Anne's students are as enthusiastic about her as she is about them. Undergraduate Marika Staff says, "Anne Kennedy inspires. She is compassionate, delicate, clever and receptive. Her classroom is an open and inviting atmosphere. She leads with a gentle though shrewd word, and always asks for the best from her students." MA student Chelsey Kojima concurs: "What makes Professor Kennedy’s class stand out for me is her sincere dedication to help her students succeed.  She has a strong desire to help students develop their own passions, voice, and style.  That is what makes her a truly great professor: her ability to see the best in all students." For PhD student Michelle Shin, "Prof. Kennedy is an exemplary teacher for a multitude of reasons, but especially due to her close attention to detail.  She both dissects stories and analyzes the various elements, plot, character, voice, etc. and covers abstract ideas and themes within a piece in order to achieve the best possible effect.  She is very resourceful and always gives us interesting essays or tips to read and assigns writing exercises that require us to get out of our personal writer bubbles and practice a range of techniques.  This class isn’t about catering to what you already know, it is about expanding that knowledge to produce the best possible writers that we can be."
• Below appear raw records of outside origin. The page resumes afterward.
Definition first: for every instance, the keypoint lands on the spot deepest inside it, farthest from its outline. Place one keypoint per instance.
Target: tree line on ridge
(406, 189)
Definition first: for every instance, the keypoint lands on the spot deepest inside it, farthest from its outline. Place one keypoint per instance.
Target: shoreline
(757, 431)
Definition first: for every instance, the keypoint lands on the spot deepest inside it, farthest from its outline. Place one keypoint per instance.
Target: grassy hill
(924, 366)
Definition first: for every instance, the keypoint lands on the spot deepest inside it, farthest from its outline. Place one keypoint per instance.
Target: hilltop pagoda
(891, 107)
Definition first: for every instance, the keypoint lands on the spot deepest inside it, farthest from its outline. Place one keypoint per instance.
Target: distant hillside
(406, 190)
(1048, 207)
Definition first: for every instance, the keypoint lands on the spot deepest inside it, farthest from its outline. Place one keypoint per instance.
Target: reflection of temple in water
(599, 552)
As Michelle's comments indicate, as a teacher, Anne enriches her writing workshops with directed reading and analysis. A great believer in using writing exercises as a way to hone particular skills, she also insists that her students read broadly and deeply: "You can't be a writer without being a reader. Every writer I know is a voracious reader." Anne has designed her graduate course to ensure that what her students read will be relevant to them. In consultation with Anne, each student develops a tailored list of readings that both address her or his own particular aims and that also reflect contemporary approaches and possibilities. Anne finds that Hawaii literature by writers such as Rodney Morales and Gary Pak provides particularly important models for students.

It is not only Hawai'i literature that Anne appreciates. She and her husband Robert Sullivan (a faculty member in the UHM English Department since 2003), and their two children Temuera (age 13) and Eileen (age 10) enjoy living in Mānoa Valley and feeling themselves part of a community. As Anne explains, "I love the way there is a neighborhood existence going on around the university—the schools, the library, the university, the shopping, everything is in proximity, and it's nice to see the same people everyday—it's really a privilege." But as her neighbors, students, and colleagues would agree, the privilege belongs to those of us who are getting to know Anne Kennedy as a writer, teacher, and community member.